Aminu Masari, governor of Katsina state, says he does not support the manner in which Ahmad Gumi, Islamic cleric, is going about his intervention with bandits.
Gumi has been at the forefront of those advocating for dialogue with bandits, in spite of their incessant attacks on schools and abduction of schoolchildren.
The cleric has embarked on a number of publicised visits to the bandits’ enclaves in the forest in a bid to dialogue with them.
Commenting on Gumi’s approach, the Katsina governor said it is not the right way to handle the situation.

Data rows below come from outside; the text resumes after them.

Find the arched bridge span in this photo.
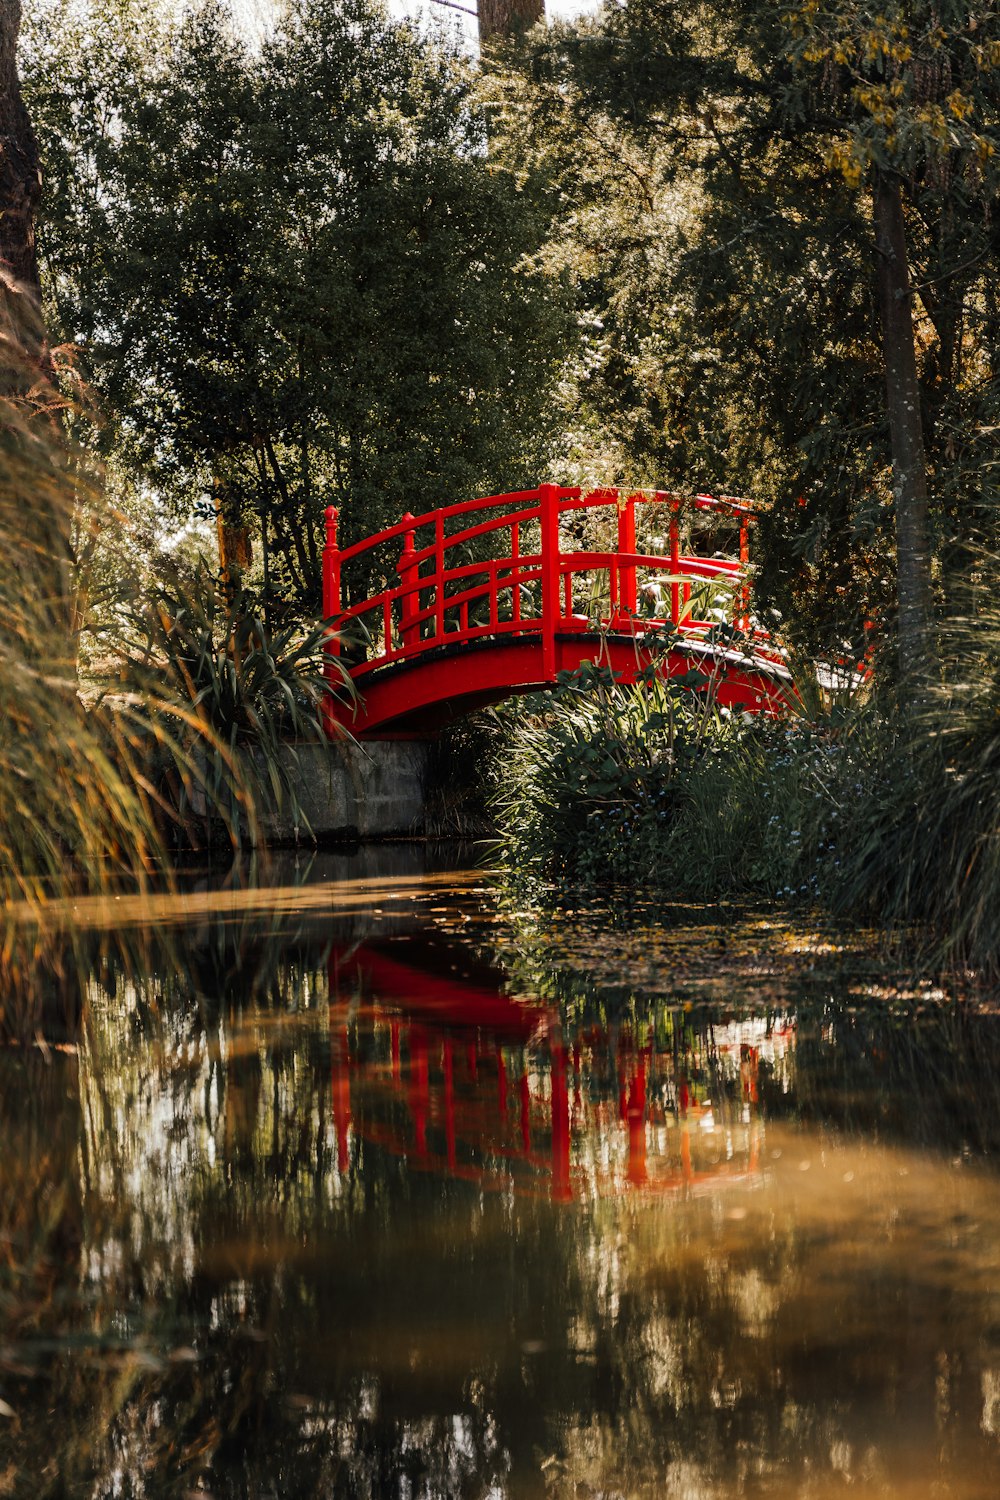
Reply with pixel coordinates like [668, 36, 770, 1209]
[322, 485, 790, 738]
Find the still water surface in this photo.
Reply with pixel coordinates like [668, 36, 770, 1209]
[5, 846, 1000, 1497]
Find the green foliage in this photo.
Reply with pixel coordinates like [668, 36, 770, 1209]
[25, 0, 572, 613]
[493, 589, 1000, 973]
[827, 602, 1000, 972]
[663, 717, 842, 901]
[114, 566, 355, 844]
[0, 340, 143, 880]
[492, 644, 743, 884]
[423, 709, 515, 839]
[0, 317, 226, 1017]
[489, 0, 1000, 657]
[491, 640, 865, 900]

“They [bandits] need moral and spiritual education to know the value of lives and stop killing people and stop raping innocent women,” Masari said on Wednesday during an interview aired on Channels Television.
“I don’t [support Gumi] because he is not doing it rightly. I expect him first to preach to them the implication of killing innocent people, abducting people, raping and stealing, and the consequences. That is what I expect a clergyman, first and foremost, to do.”

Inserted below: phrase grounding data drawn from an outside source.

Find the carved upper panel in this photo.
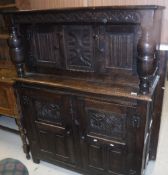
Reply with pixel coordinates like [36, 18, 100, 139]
[13, 10, 141, 24]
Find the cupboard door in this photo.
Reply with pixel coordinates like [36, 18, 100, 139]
[81, 134, 128, 175]
[80, 134, 106, 174]
[18, 86, 76, 166]
[78, 98, 138, 175]
[107, 141, 127, 174]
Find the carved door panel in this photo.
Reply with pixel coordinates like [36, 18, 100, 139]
[77, 98, 138, 175]
[18, 86, 76, 166]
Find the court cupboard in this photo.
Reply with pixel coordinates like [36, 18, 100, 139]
[3, 5, 167, 175]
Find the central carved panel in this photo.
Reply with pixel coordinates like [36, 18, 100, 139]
[64, 25, 94, 71]
[87, 109, 126, 140]
[35, 100, 62, 124]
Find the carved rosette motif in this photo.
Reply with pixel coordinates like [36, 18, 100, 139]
[87, 109, 126, 139]
[35, 100, 62, 124]
[13, 10, 141, 24]
[22, 95, 30, 105]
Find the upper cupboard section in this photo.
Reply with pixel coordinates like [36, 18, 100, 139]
[25, 24, 139, 74]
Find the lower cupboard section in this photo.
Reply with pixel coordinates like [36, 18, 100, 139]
[17, 85, 150, 175]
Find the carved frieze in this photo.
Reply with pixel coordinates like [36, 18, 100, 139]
[13, 10, 141, 24]
[87, 108, 126, 139]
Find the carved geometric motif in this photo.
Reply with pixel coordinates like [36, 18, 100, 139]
[106, 33, 134, 70]
[64, 25, 94, 71]
[35, 100, 62, 124]
[87, 108, 126, 139]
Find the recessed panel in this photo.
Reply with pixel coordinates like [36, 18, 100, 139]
[29, 25, 63, 68]
[105, 25, 137, 72]
[88, 144, 104, 171]
[106, 34, 134, 70]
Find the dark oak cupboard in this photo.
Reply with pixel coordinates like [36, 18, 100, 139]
[17, 83, 150, 175]
[3, 5, 167, 175]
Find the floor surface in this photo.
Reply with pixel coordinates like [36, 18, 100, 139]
[0, 81, 168, 175]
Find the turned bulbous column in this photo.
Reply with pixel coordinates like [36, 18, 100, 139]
[8, 26, 25, 77]
[137, 31, 156, 95]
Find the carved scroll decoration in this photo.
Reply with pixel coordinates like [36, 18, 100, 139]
[35, 100, 62, 124]
[87, 108, 126, 139]
[13, 10, 141, 24]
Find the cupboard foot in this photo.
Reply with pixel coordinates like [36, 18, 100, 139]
[15, 118, 30, 160]
[32, 157, 40, 164]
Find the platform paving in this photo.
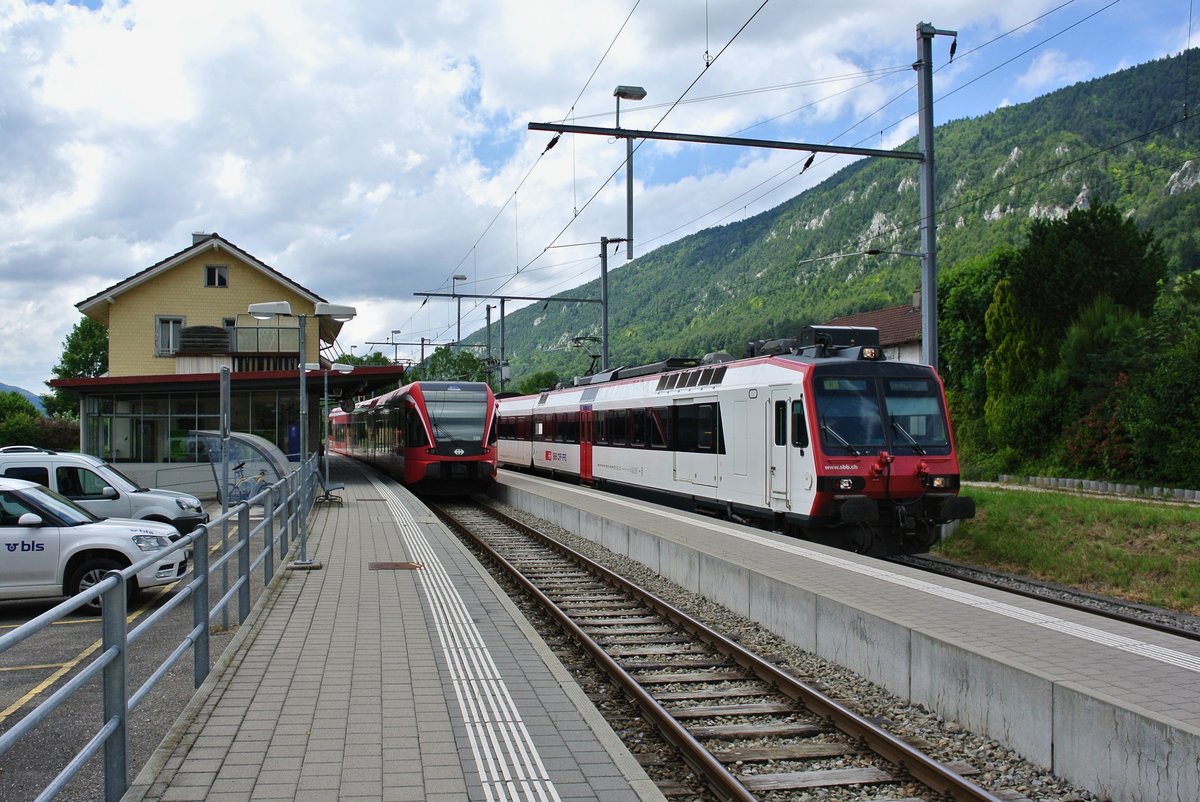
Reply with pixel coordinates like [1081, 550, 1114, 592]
[126, 460, 663, 802]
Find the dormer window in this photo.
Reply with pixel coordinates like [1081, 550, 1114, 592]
[205, 265, 228, 287]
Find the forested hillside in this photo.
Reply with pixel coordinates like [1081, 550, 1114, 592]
[462, 49, 1199, 486]
[472, 49, 1198, 379]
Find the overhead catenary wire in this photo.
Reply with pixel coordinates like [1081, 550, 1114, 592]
[398, 0, 1165, 361]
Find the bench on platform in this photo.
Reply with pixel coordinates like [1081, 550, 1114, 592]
[315, 472, 345, 504]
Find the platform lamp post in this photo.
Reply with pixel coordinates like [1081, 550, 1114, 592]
[452, 274, 468, 346]
[305, 361, 353, 502]
[248, 300, 356, 568]
[614, 85, 646, 260]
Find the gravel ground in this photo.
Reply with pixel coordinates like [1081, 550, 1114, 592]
[477, 498, 1099, 802]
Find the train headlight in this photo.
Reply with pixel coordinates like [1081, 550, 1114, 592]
[837, 478, 855, 491]
[860, 346, 882, 360]
[922, 475, 959, 490]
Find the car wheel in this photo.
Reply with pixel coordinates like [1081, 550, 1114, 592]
[68, 557, 136, 613]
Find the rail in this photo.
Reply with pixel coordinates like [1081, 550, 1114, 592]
[0, 455, 320, 801]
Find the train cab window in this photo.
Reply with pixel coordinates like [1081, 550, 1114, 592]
[882, 378, 950, 453]
[814, 377, 885, 453]
[791, 400, 809, 448]
[773, 401, 787, 447]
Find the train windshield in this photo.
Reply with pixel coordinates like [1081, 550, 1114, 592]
[422, 388, 490, 444]
[814, 376, 950, 456]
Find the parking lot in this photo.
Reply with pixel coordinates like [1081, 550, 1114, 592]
[0, 511, 270, 801]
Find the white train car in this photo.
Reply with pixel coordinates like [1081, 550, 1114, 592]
[496, 326, 974, 555]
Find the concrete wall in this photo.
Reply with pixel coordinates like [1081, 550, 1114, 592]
[490, 481, 1200, 802]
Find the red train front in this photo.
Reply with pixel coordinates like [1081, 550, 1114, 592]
[328, 381, 497, 494]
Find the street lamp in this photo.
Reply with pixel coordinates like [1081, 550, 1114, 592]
[305, 361, 353, 502]
[391, 329, 402, 364]
[614, 84, 646, 260]
[248, 300, 356, 567]
[452, 274, 468, 344]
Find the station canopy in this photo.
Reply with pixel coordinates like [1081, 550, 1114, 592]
[190, 430, 294, 498]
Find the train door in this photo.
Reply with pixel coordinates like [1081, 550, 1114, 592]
[768, 388, 790, 505]
[579, 406, 594, 484]
[673, 398, 718, 487]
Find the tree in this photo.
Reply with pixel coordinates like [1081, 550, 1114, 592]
[0, 391, 42, 447]
[339, 350, 391, 367]
[43, 317, 108, 419]
[1006, 203, 1166, 340]
[406, 347, 488, 382]
[515, 370, 561, 395]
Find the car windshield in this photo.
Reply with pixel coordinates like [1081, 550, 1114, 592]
[20, 484, 101, 526]
[99, 462, 143, 491]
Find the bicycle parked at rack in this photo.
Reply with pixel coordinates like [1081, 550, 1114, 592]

Masari said bandits operating in the north are not the same as Boko Haram insurgents — but they share certain elements.
The governor said it would be a serious problem if bandits degenerate into Boko Haram.
He said: “The current banditry and kidnapping that is going on now are not the style of Boko Haram but some elements of Boko Haram that have been in the forest for a very long time.
“There are some elements but the current banditry that is going on now is not Boko Haram yet, but if something is not done, we may end up having a much more serious problem.”
When asked if bandits are more dangerous than Boko Haram, he said: “It cannot be more than Boko Haram but if they are scaring parents from sending their children to school, it is going to have to stop.
“School must continue and I think the issue of attacking school is to draw attention.
“That is the issue people should understand. These people we are dealing with are not ideological inclined, they are not a group that is seeking either government recognition or are not happy with the government. These people are driven essentially by criminality.”
The governor also expressed fears that the bandits may resort to high profile kidnapping in cities and towns, adding that the government must “work hard” to prevent such an occurrence.